12. The image forming apparatus of claim 1, wherein the image carrier is an intermediate transfer member.

13. An image forming apparatus comprising:

an image carrier on which a developer image is formed;

a transfer roller disposed to be in contact with the image carrier to form a transfer nip and to transfer the developer image formed on the image carrier onto a print medium;

a print medium guide member to guide the print medium that has passed through the transfer nip to a fixing unit; and

a print medium supporting member disposed between the transfer roller and the print medium guide member, and to rotate between a first position and a second position,

wherein the print medium supporting member comprises a rotation shaft rotatably disposed between the transfer roller and the print medium guide member, a first contacting portion extending from the rotation shaft toward the print medium guide member, and a second contacting portion extending from the rotation shaft toward the transfer roller,

wherein when the print medium supporting member is placed in the first position, the first contacting portion intersects a tangent line of the transfer nip, and the second contacting portion does not intersect the tangent line of the transfer nip, and,

wherein when the print medium supporting member is placed in the second position, the first contacting portion and the second contacting portion are in contact with the print medium.

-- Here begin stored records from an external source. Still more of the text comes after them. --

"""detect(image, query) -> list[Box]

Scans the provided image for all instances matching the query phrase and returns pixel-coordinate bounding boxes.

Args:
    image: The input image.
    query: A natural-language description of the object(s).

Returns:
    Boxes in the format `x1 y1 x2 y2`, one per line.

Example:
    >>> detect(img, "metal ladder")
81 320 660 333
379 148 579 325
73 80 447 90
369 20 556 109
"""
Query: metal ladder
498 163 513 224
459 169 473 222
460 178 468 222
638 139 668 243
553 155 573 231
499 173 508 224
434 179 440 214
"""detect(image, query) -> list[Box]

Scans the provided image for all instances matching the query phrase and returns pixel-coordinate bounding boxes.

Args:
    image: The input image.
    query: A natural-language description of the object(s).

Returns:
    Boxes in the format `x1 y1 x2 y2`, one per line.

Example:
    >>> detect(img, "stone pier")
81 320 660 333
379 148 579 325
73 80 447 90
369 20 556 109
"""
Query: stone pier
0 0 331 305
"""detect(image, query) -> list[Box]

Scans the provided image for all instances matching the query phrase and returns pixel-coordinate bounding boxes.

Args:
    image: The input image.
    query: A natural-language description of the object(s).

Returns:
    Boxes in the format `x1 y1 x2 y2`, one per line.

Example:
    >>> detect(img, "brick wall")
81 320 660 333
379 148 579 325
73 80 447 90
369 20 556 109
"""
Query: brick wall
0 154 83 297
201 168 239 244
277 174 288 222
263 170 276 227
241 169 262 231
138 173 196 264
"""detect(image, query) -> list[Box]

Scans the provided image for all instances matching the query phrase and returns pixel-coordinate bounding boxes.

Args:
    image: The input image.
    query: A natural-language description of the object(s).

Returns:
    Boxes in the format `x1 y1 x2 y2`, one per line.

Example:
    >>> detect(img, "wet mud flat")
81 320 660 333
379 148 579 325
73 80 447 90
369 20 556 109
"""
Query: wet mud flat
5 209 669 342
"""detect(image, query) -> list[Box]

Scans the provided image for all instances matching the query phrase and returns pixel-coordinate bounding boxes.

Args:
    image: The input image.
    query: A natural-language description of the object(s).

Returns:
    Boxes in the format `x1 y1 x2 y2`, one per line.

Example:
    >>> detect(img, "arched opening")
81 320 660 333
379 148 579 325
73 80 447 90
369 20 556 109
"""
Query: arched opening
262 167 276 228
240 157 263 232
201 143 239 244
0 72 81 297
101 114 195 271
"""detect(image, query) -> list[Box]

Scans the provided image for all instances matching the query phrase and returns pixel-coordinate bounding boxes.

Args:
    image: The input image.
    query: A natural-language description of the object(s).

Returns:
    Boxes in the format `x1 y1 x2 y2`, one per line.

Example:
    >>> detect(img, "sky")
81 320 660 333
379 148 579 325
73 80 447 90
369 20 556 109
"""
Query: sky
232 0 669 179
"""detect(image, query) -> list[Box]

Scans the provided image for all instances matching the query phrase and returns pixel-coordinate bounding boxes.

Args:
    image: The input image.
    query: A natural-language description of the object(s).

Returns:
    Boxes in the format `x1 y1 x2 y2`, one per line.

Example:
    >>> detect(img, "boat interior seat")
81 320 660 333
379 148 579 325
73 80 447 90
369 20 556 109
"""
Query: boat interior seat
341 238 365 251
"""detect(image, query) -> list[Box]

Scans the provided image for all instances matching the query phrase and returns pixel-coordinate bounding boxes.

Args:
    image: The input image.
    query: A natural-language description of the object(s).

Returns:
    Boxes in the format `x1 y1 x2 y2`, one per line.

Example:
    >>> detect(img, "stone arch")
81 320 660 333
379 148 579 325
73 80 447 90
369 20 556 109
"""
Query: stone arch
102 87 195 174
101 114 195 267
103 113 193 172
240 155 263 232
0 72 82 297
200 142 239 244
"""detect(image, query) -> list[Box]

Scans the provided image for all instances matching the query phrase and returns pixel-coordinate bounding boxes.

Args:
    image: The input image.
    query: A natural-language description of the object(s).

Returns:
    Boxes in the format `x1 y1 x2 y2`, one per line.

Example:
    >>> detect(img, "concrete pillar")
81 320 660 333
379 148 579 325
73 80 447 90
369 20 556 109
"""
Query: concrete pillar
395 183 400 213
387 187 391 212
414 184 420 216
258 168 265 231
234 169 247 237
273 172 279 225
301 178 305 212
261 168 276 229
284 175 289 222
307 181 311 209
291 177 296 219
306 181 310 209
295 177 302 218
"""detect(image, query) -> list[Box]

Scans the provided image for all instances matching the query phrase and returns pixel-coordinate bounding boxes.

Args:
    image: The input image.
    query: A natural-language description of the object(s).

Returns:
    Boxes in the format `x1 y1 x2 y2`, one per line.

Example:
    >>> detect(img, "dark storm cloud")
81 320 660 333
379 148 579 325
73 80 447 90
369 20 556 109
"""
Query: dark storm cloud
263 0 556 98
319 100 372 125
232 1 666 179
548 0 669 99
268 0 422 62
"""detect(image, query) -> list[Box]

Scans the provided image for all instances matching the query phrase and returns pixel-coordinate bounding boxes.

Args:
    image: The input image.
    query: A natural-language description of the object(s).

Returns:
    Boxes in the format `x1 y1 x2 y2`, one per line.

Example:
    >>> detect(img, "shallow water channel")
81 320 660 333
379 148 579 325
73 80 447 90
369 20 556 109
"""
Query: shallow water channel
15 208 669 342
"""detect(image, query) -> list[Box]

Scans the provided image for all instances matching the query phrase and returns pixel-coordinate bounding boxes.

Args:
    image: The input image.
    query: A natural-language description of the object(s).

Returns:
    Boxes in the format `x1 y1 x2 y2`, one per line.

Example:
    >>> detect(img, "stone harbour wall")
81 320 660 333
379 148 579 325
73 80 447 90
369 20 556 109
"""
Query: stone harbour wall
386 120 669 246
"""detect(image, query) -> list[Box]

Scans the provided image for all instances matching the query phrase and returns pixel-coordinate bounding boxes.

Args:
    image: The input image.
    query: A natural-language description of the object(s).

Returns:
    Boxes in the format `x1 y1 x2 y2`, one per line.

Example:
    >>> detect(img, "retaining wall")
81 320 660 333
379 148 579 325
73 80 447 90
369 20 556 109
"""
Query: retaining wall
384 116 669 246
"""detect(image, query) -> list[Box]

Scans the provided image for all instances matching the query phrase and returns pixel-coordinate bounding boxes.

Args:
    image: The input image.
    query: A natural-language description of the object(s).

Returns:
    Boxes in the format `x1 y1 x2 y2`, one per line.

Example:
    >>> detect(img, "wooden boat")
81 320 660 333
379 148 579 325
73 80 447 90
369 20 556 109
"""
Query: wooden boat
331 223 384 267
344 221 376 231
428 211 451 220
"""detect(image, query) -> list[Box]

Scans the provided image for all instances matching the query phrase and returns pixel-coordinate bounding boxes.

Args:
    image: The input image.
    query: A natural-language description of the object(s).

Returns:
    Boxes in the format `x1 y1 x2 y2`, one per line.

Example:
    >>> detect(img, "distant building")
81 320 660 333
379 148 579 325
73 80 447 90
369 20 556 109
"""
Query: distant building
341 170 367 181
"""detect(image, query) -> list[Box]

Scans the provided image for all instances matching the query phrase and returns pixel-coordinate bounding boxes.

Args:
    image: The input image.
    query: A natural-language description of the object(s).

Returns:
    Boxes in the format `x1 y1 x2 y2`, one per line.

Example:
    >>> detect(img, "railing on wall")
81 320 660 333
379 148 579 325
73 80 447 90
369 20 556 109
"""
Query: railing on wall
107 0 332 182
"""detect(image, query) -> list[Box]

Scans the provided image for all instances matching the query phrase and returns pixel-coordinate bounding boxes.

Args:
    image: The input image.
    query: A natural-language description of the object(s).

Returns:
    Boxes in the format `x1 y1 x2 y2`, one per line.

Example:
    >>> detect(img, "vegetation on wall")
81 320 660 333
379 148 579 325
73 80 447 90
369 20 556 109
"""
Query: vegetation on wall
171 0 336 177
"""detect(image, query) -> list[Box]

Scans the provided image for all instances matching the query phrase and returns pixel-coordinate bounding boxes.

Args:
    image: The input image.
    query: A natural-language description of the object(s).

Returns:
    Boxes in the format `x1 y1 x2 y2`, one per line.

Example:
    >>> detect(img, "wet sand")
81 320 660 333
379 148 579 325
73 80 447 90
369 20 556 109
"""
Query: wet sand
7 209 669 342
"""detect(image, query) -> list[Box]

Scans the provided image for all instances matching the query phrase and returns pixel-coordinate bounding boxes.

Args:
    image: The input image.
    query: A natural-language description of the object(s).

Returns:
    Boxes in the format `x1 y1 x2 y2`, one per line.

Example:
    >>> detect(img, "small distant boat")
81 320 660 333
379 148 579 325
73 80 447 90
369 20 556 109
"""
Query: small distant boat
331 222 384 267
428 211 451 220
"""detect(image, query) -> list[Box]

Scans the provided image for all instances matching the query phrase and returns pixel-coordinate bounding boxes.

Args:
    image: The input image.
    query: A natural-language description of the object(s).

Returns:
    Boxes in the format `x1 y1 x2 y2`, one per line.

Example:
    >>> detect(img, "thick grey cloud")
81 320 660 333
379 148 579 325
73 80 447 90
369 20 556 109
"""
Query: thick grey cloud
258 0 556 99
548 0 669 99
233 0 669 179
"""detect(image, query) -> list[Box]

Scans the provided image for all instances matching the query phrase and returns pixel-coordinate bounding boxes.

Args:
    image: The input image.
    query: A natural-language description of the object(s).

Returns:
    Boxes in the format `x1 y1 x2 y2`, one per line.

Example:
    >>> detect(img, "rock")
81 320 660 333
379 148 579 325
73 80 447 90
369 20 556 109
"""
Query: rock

14. The image forming apparatus of claim 13, wherein a leading end of the print medium that has passed through the transfer nip is in contact with the first contacting portion of the print medium supporting member that is placed in the first position, and, as the print medium continues to move, the first contacting portion is rotated so that the first contacting portion is in contact with the rear surface of the print medium and then the second contacting portion is in contact with the rear surface of the print medium.

15. The image forming apparatus of claim 13, wherein the first and second contacting portions are formed in a rectangular plate, and a length of the first contacting portion is longer than or a same length as a length of the second contacting portion.

16. The image forming apparatus of claim 13, wherein the second contacting portion is positioned so as to not contact the print medium until the print medium is in contact with the first contacting portion.